Setup varies slightly depending on how many people are playing. For a game between two players, each places 15 pieces of the appropriate color in opposing bases on the board. If there are more than two players, each will use just 10 pieces. Three players should occupy alternating bases on the board, while six will obviously use all bases on the board. However, there is some disagreement about the positioning of four or five players. Some rules suggest that if there are any more than three players, they can simply start from whichever bases they like. Others insist that four players must leave two opposing bases open and five players cannot play because the board will not be balanced.

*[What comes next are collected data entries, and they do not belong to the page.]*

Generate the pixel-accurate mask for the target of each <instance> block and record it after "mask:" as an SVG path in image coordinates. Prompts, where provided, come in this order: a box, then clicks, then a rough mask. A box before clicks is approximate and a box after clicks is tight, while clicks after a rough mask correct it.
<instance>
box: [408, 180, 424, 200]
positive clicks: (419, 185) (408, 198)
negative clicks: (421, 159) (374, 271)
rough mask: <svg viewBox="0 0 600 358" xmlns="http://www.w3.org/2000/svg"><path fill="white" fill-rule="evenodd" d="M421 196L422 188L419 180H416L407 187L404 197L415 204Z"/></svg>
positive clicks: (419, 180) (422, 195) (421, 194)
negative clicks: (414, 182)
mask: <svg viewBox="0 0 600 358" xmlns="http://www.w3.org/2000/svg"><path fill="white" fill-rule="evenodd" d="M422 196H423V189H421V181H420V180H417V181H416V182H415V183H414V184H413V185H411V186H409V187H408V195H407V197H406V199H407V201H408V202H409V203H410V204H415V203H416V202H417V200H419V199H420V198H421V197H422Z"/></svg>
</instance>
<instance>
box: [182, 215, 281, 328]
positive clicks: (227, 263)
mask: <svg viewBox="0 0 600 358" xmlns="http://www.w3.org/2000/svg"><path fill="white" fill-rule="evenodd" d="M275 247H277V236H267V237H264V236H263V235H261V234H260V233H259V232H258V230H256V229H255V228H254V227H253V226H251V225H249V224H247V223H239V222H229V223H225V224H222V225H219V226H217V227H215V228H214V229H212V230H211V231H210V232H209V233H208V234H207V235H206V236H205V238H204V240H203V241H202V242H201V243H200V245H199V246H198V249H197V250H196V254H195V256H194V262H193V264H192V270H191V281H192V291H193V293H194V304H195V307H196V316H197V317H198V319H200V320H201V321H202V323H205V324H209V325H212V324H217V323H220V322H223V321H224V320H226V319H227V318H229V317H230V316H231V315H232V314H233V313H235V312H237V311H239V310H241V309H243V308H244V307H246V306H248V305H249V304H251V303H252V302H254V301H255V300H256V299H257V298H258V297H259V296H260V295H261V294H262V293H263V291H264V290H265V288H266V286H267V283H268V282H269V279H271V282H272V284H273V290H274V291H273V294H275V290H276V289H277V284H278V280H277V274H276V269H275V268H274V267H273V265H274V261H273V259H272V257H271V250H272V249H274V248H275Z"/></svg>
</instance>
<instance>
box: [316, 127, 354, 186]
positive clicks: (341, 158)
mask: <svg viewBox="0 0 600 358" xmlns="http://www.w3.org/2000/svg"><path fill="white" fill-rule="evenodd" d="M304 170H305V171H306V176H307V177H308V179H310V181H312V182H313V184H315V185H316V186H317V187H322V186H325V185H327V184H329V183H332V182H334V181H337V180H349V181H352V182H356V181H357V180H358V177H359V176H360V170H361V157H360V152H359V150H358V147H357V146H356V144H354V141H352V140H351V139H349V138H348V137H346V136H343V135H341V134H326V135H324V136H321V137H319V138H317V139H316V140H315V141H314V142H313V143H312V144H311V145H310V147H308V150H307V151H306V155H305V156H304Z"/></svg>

The goal of Chinese checkers is to move all of the pieces in one's home base to the opposite base on the board using a series of moves called steps and hops. To execute a step, a player moves one of his or her pieces to any one of the six surrounding holes. Pieces can be moved greater distances by performing a hop. A player executes this move by jumping his or her piece over any adjacent piece on the board, regardless of whether it's an opponent's or a player's own piece. Only one piece can be cleared in a single jump, but a jump can be made in any direction, and multiple jumps can be combined during a turn. However, players are not compelled to make a hop, and unlike traditional checkers, an opponent's pieces are not collected when they are jumped. Steps and hops cannot be combined in a single move, and each player can only move one piece per turn. The first player to move all of his or her pieces into the opposing base wins.